Moody’s rating agency has confirmed that Russia has defaulted on its foreign debt for the first time in a century, after not receiving $100 million in interest payments to bond holders.
The historic lapse follows a series of unprecedented Western sanctions that has isolated Russia from the global financial system following its invasion of Ukraine.
Russia lost a last opportunity to service its foreign currency debt after the United States last month lifted an exemption that allowed US investors to receive Moscow’s payments.
Moody’s said, “On June 27, holders of Russia’s sovereign debt did not receive coupon payments on two Eurobonds worth $100 million until the end of the 30-calendar-day grace period, which we would default under our definition.” incident.”
Moscow said on Monday that there was “no basis for calling this situation a default” because the payments did not reach creditors due to “actions of third parties”.
Russian officials insist they have the funds to honor the country’s debt, calling the situation a “spectacle” and accusing the West of pushing an “artificial” default.
Moody’s has warned that more defaults are likely.
Moody’s issued an “issuer comment” rather than a formal default declaration, as the sanctions prevent credit rating agencies from covering Russia’s sovereign debt.
The sanctions include freezing the Russian government’s $300 billion in foreign exchange reserves held abroad, making it more complicated for Moscow to settle its foreign debts.
After the United States closed the final payment loophole last month, Russia said it would pay off debt in rubles that can be converted into foreign currency using a Russian financial institution as a payment agent.

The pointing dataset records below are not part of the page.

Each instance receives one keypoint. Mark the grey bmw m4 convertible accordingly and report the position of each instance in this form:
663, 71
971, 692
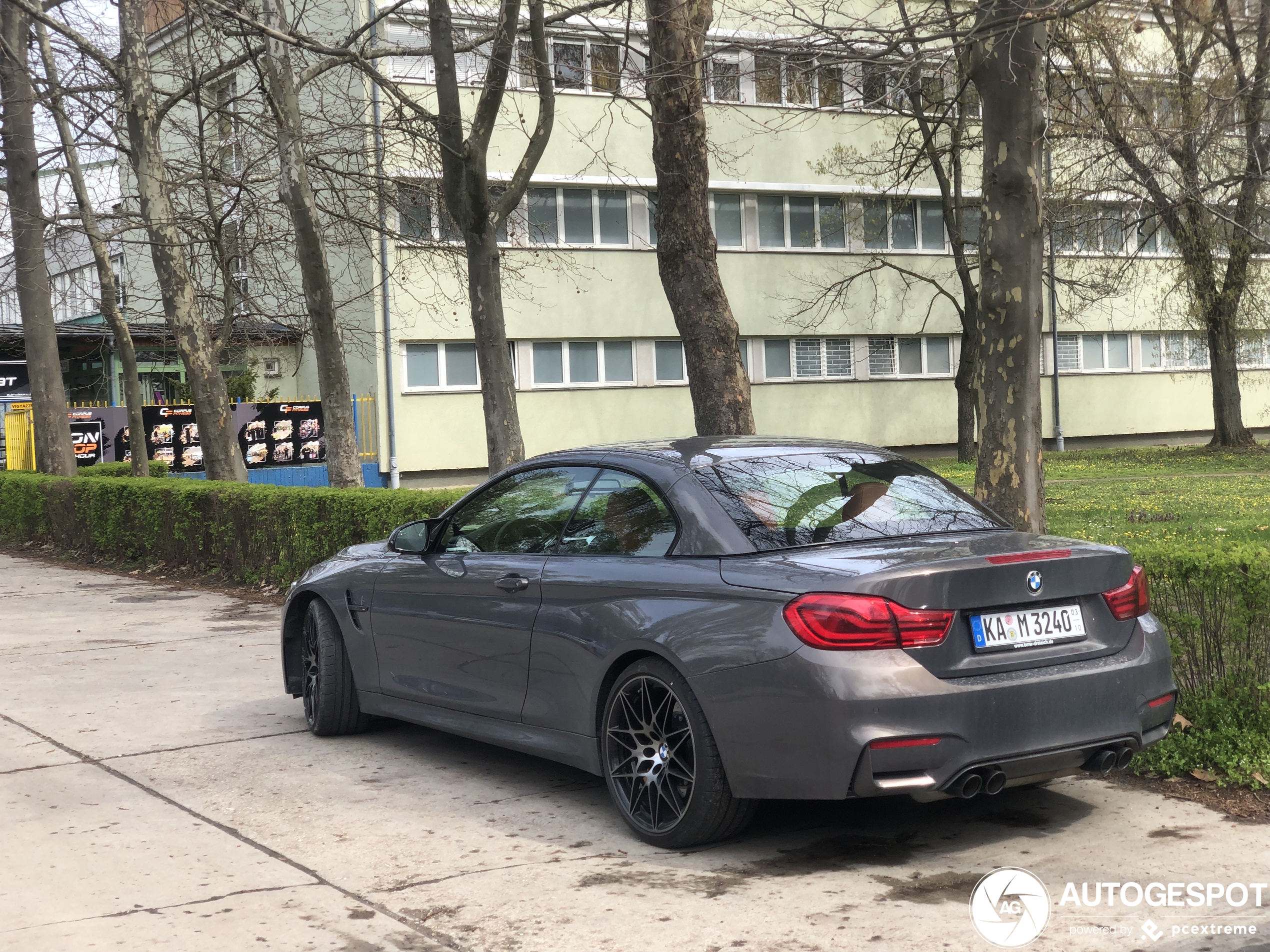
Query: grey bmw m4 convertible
709, 622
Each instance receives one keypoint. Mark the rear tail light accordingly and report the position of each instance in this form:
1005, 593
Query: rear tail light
1130, 600
904, 743
862, 622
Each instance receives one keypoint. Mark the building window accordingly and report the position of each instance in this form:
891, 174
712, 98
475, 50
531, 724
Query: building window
904, 225
726, 220
441, 366
799, 79
807, 358
422, 216
582, 363
1090, 229
1092, 353
802, 221
1175, 351
910, 357
581, 65
723, 74
578, 216
668, 363
1254, 352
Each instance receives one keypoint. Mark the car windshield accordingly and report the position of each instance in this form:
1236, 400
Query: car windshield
806, 499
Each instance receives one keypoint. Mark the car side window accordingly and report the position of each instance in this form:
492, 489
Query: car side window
521, 513
620, 514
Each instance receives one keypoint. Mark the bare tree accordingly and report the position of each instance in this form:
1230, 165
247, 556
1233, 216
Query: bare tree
110, 297
686, 248
1172, 109
1008, 67
55, 454
342, 460
478, 215
222, 456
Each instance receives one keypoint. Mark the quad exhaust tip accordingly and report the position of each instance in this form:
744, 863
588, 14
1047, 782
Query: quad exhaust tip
972, 784
1109, 758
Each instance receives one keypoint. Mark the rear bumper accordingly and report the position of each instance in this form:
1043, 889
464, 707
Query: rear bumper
800, 727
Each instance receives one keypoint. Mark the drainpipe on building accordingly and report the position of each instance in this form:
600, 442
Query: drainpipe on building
394, 474
1053, 301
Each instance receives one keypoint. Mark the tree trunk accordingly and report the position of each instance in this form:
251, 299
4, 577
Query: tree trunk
686, 248
504, 438
344, 465
198, 351
55, 454
1009, 74
110, 300
967, 398
1228, 429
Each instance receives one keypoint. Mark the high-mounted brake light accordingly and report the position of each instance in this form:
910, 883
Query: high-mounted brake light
1130, 600
1030, 556
904, 743
862, 622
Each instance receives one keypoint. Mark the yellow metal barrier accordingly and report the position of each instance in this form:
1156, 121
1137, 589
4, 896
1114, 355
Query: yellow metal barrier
20, 437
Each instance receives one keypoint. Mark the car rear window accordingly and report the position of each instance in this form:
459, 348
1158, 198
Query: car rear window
782, 502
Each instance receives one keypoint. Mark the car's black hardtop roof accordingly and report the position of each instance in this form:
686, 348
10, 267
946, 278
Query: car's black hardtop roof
690, 454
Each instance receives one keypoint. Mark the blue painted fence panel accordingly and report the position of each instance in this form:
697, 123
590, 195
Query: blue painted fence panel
298, 475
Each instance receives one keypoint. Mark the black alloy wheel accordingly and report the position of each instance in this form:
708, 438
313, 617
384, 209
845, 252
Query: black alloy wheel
661, 762
330, 692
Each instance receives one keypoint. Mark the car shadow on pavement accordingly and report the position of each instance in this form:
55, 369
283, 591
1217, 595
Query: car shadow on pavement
788, 837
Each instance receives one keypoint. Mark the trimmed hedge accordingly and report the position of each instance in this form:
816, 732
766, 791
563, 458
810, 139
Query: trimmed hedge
158, 467
1214, 603
246, 532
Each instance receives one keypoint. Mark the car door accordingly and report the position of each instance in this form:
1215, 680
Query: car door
452, 626
610, 582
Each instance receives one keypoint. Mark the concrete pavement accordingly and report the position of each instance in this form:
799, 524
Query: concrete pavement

Moody’s said it would “treat payments in rubles as a default for bonds that do not allow such revaluation in the terms of the contract”.
The country last defaulted on its foreign debt in 1918, when the leader of the Bolshevik Revolution, Vladimir Ilyich Lenin, refused to recognize the enormous debts of the deposed Tsar’s regime.
Russia defaulted on domestic debt in 1998, when, due to falling commodity prices, it faced a financial squeeze that prevented it from advancing the ruble and paying off debts accumulated during the First War in Chechnya.
The International Monetary Fund’s number two official, Gita Gopinath, said in March that a Russian default would have a “limited” impact on the global financial system.